The size of the space occupied by an object is called its volume. Commonly used unit of volume are: cubic centimeter, cubic decimeter and cubic meter.
1 m3 = 1000 cubic decimeter
1 cubic decimeter = 1000 cubic centimeter
1 m3 = 1000000 cubic centimeters
1 1.
The volume of the object that a container can hold is called the volume of the container. The commonly used unit of volume are liters and milliliters.
1L = 1000ml
1 l = 1 cubic decimeter
1 ml = 1 cm3
12.
Interaction between adjacent volume units
Low-level unit
Advanced unit
13.
Unit of volume is used to calculate the volume of objects, and unit of volume is generally used to calculate the volume of liquids and gases.
14.
Cuboid volume = length × width × height
15.
Volume of cube = side length × side length × side length
16.
Volume of cuboid (cube) = bottom area × height
Four. per cent
1.
Percent indicates the percentage of one number to another.
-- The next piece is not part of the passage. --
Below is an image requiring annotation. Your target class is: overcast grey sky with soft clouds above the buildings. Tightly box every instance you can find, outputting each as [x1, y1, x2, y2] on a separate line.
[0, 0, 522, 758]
Percentage is also called percentage, percentage.
Writing 22%, reading 22%
2.
Exchange of percentages and decimals:
(1) Decimal percentage: move the decimal point to the right by two places and add a percentage sign. For example, 0.5=50%
(2)
Decimal Percentage: Delete the percent sign and move the decimal point before the percent sign to the left by two places.
For example: 234%=2.34
3.
Conversion between percentages and fractions:
( 1)
Fractional percentage: divide the numerator by the denominator, and then divide the quotient by the percentage. Or the decimal part is a fraction with the letter 100, and then rewritten as a percentage.
For example:
(2) Percentage score: write the percentage as a score, and the denominator is 100, and the quotation that can be reduced is divided into the simplest score.
For example:
4.
Excellent rate = excellent number ÷ total number.
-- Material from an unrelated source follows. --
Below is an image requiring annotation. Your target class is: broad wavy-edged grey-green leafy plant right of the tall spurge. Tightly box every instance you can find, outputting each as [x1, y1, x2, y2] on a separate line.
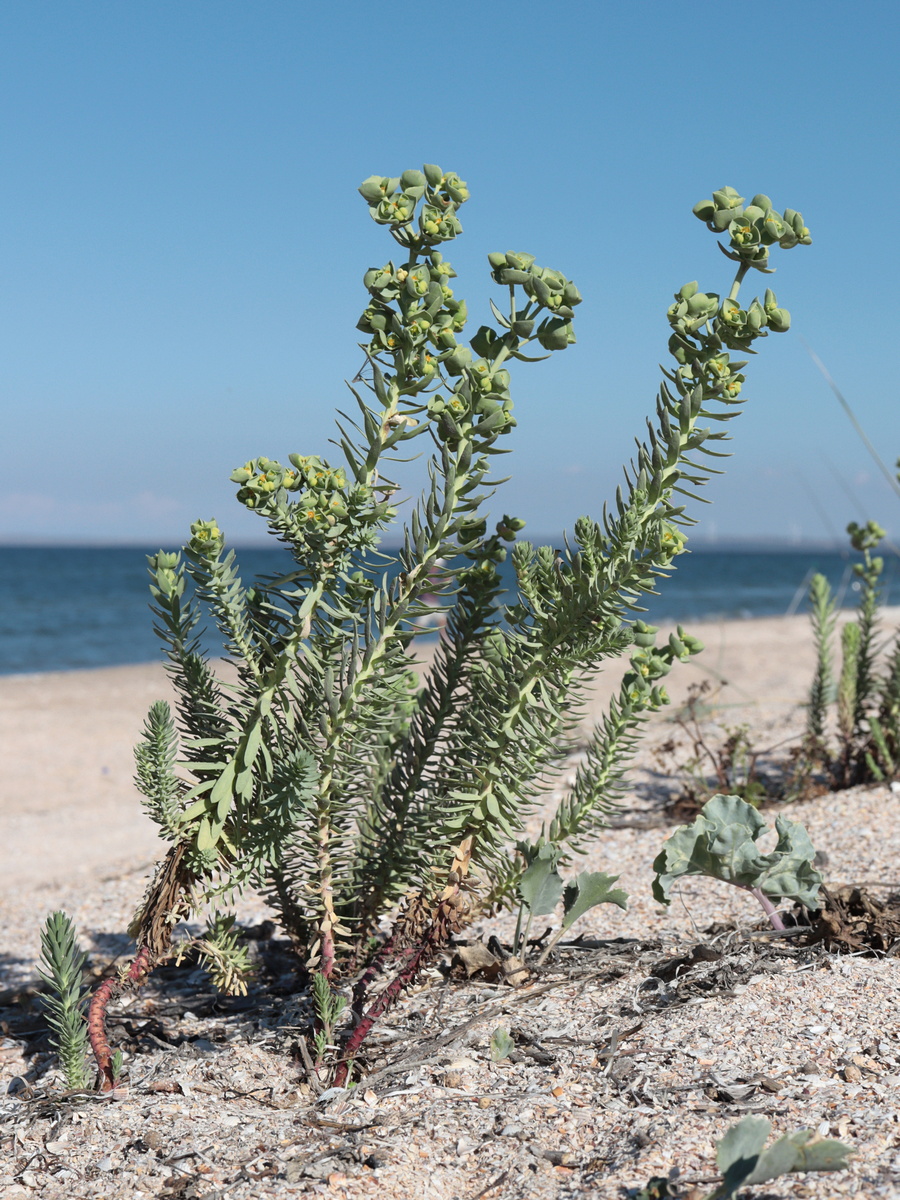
[653, 796, 822, 930]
Pass rate = number of people who passed/total number of people.
Qualified rate = number of qualified products ÷ total number of products.
Attendance = Attendance ÷ Total number of people
Hit ratio = number of hits ÷ total times
Germination rate = number of germinated seeds/total number of seeds.
Survival rate = number of trees survived/total number of trees planted.
Flour yield = flour weight/wheat weight.
Oil yield = weight of pressed oil-weight of peanut kernel.
Verb (abbreviation for verb) statistics
1.
Bar charts can clearly show the quantity of various kinds of land for comparison.
2.
The fan-shaped statistical chart can intuitively show how much each quantity accounts for the total amount.
3.
The broken-line statistical chart can display the change of quantity intuitively.
4.
Average value = total quantity/total number of copies
5.
Arrange a set of data from small to large (or from large to small), and the middle number is called the median of this set of data.
6.
The number that appears most frequently in a set of data is called the mode of this set of data.